Cloud bills scale with usage — but they also scale with inattention. Most teams that haven't deliberately optimized their AWS spend are 30-50% over what they need to pay for the same workload. The savings come from a predictable set of actions: right-sizing overprovisioned resources, eliminating idle resources, using commitment discounts for stable workloads, and fixing the architectural patterns that cause unnecessary data transfer costs.

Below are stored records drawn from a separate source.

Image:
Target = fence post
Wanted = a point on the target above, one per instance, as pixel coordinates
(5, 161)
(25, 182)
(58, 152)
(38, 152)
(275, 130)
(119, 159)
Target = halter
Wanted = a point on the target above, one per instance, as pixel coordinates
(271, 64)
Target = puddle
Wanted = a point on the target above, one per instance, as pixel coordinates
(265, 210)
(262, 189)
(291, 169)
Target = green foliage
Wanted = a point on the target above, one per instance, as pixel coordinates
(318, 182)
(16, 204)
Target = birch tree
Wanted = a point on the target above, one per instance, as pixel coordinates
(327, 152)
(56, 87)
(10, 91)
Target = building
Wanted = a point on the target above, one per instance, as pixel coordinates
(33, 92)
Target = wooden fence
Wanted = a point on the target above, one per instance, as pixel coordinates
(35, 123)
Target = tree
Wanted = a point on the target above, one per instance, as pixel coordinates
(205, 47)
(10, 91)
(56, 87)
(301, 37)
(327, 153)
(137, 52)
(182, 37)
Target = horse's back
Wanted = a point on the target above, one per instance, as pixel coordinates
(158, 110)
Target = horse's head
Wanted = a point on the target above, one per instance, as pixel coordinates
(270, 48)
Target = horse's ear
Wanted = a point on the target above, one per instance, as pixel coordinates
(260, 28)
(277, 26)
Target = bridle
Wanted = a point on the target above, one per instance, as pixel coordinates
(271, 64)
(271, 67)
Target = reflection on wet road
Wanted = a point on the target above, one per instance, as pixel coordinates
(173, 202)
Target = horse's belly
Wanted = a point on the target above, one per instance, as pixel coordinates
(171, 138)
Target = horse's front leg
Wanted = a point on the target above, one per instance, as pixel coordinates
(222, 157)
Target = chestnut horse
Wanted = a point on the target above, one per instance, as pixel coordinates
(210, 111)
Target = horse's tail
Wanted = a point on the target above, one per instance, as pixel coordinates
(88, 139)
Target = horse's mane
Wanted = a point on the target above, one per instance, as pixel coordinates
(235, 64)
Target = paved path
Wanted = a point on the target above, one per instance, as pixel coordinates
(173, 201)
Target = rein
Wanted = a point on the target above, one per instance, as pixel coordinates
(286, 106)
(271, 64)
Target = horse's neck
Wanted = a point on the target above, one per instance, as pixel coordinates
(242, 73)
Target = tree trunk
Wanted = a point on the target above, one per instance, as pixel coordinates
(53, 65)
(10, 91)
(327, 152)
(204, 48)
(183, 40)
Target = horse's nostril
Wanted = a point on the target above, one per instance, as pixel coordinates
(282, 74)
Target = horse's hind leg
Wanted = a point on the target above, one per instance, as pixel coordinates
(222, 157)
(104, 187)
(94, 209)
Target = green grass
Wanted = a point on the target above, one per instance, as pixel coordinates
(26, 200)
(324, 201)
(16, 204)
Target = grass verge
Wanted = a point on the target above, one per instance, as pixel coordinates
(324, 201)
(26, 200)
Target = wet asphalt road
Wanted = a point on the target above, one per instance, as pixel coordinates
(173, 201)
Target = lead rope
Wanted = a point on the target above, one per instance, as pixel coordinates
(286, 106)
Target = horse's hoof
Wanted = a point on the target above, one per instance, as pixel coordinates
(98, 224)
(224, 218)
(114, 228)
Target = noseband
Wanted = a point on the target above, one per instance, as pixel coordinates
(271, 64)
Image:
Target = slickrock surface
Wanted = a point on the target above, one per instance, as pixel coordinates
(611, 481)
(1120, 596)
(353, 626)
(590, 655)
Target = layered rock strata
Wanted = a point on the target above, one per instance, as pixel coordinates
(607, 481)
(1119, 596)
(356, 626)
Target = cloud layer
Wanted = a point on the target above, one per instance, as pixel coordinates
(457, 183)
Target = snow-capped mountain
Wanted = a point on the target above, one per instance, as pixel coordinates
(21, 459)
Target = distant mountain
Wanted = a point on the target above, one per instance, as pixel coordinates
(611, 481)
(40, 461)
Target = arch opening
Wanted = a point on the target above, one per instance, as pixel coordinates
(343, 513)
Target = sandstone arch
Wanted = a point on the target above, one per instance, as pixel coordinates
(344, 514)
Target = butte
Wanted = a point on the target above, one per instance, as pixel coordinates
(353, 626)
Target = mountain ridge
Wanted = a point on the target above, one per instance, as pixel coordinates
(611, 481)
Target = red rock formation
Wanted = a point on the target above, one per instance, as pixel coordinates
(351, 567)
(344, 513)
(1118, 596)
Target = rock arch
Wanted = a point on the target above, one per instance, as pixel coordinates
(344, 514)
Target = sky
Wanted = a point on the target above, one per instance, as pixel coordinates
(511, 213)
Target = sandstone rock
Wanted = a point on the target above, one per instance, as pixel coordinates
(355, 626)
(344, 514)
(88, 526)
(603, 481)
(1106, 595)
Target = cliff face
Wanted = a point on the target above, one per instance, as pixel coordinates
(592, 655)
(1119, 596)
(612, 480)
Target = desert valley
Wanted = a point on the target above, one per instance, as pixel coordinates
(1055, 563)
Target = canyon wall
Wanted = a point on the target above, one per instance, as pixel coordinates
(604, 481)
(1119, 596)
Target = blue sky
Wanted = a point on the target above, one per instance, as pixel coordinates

The Cost Visibility Problem
You can't optimize what you can't measure. Start with AWS Cost Explorer and cost allocation tags:
# Tag every resource with team, environment, service:
aws ec2 create-tags \
--resources i-1234567890abcdef0 \
--tags Key=Team,Value=platform Key=Service,Value=order-api Key=Environment,Value=prod
# AWS CLI: find untagged resources (the silent budget killers):
aws resource-tagging get-resources \
--tag-filters 'Key=Environment' \
--resource-type-filters 'ec2:instance' \
--query 'ResourceTagMappingList[?Tags[?Key==`Environment`].Value|[0]!=`prod`]'
# Cost allocation tags must be activated in AWS Billing:
aws ce create-cost-category-definition \
--name "By Service" \
--rule-version CostCategoryExpression.v1 \
--rules '[{"Value":"order-api","Rule":{"Tags":{"Key":"Service","Values":["order-api"]}}}]'
The Trusted Advisor / Compute Optimizer check:
# AWS Compute Optimizer: automated right-sizing recommendations
aws compute-optimizer get-ec2-instance-recommendations \
--account-ids 123456789012 \
--query 'instanceRecommendations[?finding==`OVER_PROVISIONED`].{
Instance: instanceArn,
CurrentType: currentInstanceType,
RecommendedType: recommendationOptions[0].instanceType,
EstimatedSavings: recommendationOptions[0].estimatedMonthlySavings.value
}'
# Output: list of instances with recommended downsizes and savings estimates
Right-Sizing: The Highest-ROI Action
An m5.2xlarge running at 8% CPU average is paying for 8× more compute than needed. Compute Optimizer provides evidence-based recommendations:
Right-sizing process:
1. Enable Compute Optimizer (free for basic, $0.003/resource/month for enhanced)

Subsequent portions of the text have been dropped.